Browning's Cry of the Children comes in an era where child labor is exponentially increasing alongside the Industrial Revoluation. Before, children would work on farms or in shops, but with technology growth, they started to work in factories instead as cheap labor. The urging for working children to "go out, children, from the mine and from the city" and play in the meadows presents the dichotmy of a society once agricultural, now industrial. Youth and life are associated with nature while the cold metal of machines are associated with death. The poem is not only drawing attention to the ghastly conditions of child labor, but also to the shift from nature to machine.

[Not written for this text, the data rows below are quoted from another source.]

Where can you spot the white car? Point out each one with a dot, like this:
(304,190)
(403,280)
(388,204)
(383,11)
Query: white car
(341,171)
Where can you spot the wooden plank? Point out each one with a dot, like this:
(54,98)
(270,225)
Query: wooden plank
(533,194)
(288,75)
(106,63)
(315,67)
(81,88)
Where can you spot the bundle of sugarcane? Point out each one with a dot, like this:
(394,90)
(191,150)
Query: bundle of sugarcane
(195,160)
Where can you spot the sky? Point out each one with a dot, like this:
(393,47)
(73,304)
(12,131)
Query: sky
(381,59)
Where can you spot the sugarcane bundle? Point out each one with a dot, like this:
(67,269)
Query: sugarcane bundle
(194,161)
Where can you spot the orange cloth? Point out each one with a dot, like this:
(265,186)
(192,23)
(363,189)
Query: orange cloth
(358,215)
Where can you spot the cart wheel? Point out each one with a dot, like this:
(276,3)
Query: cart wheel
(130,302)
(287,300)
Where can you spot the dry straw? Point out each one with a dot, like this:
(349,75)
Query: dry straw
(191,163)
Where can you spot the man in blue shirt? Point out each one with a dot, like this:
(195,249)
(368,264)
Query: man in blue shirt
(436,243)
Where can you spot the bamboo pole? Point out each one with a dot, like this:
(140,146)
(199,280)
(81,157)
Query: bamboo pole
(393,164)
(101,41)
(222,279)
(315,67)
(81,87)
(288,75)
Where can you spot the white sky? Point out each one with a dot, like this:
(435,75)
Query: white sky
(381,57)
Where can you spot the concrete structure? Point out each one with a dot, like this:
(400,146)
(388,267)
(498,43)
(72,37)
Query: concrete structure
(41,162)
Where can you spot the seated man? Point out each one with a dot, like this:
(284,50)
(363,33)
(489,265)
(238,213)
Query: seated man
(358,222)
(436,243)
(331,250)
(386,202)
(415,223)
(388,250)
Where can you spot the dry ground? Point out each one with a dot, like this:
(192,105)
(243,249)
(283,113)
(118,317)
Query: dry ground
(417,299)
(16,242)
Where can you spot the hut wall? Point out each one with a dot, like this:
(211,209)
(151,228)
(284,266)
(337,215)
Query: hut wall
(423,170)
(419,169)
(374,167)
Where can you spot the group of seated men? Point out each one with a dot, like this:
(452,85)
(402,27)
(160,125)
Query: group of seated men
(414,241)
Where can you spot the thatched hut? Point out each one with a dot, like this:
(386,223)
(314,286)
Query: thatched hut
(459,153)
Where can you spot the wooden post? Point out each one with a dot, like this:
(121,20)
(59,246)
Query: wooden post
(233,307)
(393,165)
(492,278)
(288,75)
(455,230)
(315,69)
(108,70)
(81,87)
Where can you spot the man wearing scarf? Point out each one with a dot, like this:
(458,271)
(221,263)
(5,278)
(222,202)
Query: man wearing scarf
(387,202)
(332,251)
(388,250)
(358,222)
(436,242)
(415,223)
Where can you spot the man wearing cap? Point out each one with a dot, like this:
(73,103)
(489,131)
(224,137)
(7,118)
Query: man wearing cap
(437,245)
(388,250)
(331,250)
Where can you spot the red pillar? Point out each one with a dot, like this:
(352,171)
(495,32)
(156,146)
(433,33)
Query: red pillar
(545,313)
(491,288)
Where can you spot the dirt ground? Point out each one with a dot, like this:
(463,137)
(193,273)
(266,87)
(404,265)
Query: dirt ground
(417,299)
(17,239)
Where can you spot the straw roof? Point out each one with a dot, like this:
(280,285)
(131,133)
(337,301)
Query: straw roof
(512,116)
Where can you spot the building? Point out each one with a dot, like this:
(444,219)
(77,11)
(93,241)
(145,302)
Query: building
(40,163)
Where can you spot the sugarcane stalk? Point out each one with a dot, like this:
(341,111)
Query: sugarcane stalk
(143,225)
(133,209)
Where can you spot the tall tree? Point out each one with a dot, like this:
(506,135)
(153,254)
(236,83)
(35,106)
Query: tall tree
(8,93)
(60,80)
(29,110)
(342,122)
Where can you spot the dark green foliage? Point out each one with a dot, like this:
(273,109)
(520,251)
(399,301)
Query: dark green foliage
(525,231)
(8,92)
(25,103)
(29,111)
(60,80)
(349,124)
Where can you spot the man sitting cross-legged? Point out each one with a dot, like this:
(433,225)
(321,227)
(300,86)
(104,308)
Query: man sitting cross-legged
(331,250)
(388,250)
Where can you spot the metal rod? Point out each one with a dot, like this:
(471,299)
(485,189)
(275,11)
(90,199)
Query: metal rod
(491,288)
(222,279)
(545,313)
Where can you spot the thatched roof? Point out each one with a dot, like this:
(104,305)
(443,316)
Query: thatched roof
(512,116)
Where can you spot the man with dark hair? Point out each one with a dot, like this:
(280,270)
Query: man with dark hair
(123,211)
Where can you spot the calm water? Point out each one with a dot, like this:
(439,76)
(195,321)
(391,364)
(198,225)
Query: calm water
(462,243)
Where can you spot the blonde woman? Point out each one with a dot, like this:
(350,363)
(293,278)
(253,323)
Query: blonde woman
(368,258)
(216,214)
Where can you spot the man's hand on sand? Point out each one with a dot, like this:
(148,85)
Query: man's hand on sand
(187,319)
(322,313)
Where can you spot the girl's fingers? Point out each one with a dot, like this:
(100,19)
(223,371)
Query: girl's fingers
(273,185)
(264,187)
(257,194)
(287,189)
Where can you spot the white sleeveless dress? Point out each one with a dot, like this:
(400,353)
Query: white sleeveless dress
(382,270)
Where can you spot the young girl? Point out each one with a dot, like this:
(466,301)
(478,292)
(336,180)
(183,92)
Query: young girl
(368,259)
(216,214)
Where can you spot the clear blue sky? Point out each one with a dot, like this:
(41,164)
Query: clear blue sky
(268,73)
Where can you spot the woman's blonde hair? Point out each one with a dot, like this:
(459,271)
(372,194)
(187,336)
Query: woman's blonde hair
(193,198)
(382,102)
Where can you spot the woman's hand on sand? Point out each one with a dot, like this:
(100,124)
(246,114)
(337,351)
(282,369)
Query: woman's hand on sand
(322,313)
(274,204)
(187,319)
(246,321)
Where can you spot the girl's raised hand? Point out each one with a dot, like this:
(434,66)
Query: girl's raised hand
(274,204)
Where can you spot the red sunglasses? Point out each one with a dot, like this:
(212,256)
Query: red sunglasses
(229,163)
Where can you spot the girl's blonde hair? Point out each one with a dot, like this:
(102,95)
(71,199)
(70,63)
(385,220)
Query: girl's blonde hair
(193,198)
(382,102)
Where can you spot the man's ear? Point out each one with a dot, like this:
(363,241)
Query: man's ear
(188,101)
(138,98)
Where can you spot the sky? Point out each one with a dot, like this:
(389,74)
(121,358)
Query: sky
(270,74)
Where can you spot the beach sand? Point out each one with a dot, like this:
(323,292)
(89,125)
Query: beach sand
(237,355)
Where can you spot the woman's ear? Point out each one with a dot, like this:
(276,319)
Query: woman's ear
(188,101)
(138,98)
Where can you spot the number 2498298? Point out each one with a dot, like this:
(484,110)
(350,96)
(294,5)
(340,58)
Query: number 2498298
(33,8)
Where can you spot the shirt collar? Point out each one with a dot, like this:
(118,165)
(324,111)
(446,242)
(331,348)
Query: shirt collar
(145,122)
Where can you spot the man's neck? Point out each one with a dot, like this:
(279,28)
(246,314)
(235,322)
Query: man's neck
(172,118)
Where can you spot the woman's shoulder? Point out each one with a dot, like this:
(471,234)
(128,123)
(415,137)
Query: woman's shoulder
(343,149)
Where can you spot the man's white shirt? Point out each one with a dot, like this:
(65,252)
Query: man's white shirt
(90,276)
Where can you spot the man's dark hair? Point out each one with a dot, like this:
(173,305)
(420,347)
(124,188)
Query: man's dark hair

Cry of the Children draws attention to the conditions of child labor, forcing the audience to question society's role in taking away children's innocence. The poem blatantly describes the jaded and hopeless attitudes working children have toward death, God, and life. The ending lines say, "But a child's sob in the silence curses deeper/ Than the strong man in his wrath," indicating that though they are young and unwise, the pain a child endures can be more powerful than the petty vengences of a man. Children have raw emotion due to their inexperience, so they do not understand their pain as much as an adult does, but can feel it deeper than adults. Browning's poem calls for protection for the children and questions the morality of a society that uses children as another stepping stone toward power.

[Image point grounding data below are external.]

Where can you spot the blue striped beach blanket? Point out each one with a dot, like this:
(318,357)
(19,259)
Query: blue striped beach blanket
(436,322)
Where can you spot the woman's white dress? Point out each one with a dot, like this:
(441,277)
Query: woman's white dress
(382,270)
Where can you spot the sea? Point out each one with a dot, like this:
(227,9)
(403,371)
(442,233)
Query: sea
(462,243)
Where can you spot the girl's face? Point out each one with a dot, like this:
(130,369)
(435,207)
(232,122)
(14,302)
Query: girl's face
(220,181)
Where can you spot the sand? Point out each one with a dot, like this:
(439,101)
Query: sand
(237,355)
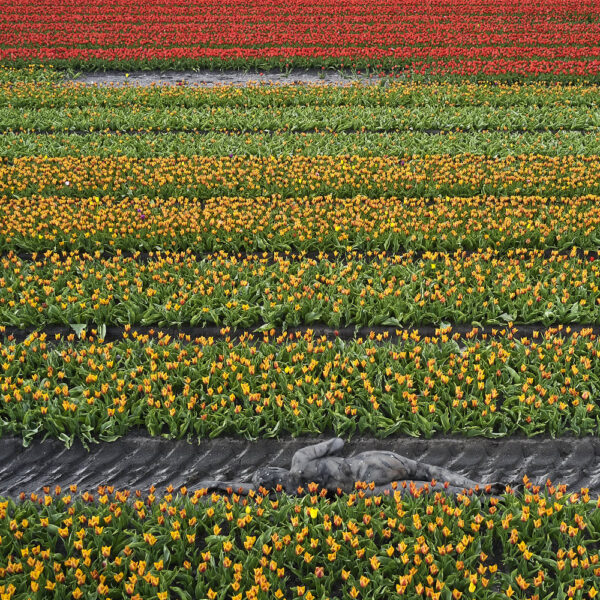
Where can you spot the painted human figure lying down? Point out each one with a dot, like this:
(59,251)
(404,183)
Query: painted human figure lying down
(321,464)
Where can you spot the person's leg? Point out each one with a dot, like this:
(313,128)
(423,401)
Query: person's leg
(441,474)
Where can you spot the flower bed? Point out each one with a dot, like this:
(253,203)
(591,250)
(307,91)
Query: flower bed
(542,543)
(449,37)
(263,386)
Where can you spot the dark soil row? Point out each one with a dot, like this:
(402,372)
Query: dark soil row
(138,461)
(464,331)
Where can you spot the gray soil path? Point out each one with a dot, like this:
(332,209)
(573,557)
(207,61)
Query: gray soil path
(138,461)
(207,78)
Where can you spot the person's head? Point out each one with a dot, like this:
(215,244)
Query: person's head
(271,477)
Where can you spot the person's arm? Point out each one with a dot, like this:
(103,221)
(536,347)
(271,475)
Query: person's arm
(230,487)
(320,450)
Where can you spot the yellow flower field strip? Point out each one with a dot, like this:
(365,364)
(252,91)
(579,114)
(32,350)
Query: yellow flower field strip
(175,288)
(263,385)
(140,145)
(394,94)
(127,544)
(465,174)
(39,223)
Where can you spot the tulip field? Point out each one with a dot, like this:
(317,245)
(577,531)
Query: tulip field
(411,254)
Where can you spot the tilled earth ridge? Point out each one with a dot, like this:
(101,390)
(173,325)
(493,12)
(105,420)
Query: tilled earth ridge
(208,78)
(138,461)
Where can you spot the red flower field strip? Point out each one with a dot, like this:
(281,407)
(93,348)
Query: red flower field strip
(313,30)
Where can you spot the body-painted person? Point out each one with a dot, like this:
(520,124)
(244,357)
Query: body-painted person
(321,464)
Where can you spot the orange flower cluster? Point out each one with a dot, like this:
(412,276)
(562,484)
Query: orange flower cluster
(252,176)
(263,385)
(306,223)
(412,542)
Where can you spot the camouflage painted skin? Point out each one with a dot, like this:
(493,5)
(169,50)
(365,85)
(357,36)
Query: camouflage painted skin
(321,464)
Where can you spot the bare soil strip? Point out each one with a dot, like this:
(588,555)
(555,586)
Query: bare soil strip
(370,254)
(464,331)
(208,78)
(138,461)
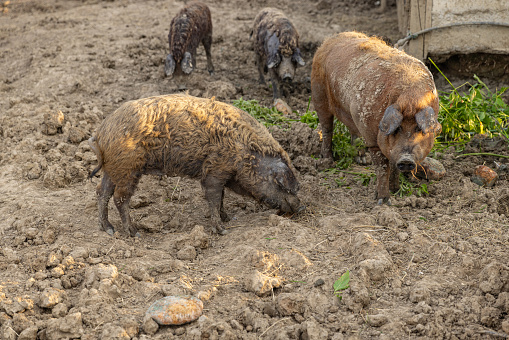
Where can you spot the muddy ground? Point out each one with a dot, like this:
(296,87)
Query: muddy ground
(431,267)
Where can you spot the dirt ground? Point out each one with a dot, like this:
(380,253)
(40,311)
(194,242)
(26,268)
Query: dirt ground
(432,267)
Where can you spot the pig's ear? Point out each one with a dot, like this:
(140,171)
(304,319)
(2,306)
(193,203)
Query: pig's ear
(391,120)
(273,57)
(427,121)
(297,57)
(187,63)
(169,65)
(283,176)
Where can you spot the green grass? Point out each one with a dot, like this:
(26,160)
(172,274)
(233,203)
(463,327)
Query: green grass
(342,149)
(266,116)
(476,110)
(407,188)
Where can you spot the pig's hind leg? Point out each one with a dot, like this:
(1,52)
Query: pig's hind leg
(122,197)
(207,44)
(104,192)
(325,117)
(214,193)
(261,66)
(275,80)
(383,173)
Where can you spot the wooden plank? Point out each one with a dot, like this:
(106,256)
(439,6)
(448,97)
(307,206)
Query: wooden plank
(417,23)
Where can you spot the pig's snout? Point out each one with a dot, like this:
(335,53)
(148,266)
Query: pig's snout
(287,77)
(406,164)
(291,204)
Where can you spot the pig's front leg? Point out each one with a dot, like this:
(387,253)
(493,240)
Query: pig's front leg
(382,170)
(276,81)
(214,192)
(394,179)
(260,65)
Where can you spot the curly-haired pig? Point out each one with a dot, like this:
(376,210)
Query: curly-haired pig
(379,93)
(188,28)
(181,135)
(276,46)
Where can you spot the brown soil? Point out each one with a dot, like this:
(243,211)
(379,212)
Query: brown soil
(426,267)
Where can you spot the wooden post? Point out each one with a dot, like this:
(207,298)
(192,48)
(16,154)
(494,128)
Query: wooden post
(418,22)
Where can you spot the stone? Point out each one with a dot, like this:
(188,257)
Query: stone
(149,325)
(69,327)
(175,310)
(187,253)
(52,123)
(313,331)
(29,333)
(290,304)
(79,253)
(377,320)
(59,310)
(282,106)
(430,169)
(114,332)
(261,284)
(484,176)
(51,297)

I completely agree with your post. When reading the poem, you get a sense of sorrow and the feeling that the children have in a sense given up on life. Their surroundings are so horrid for them, that they welcome death. No child should want to welcome death. Alice's death brings forth the imagery of the idea that these children have on life. They are sad and somewhat do not fully understand her death, yet they envy it for Alice was able to escape the environment in which they live. It is sad that these children must go threw such trials in their short amount of life.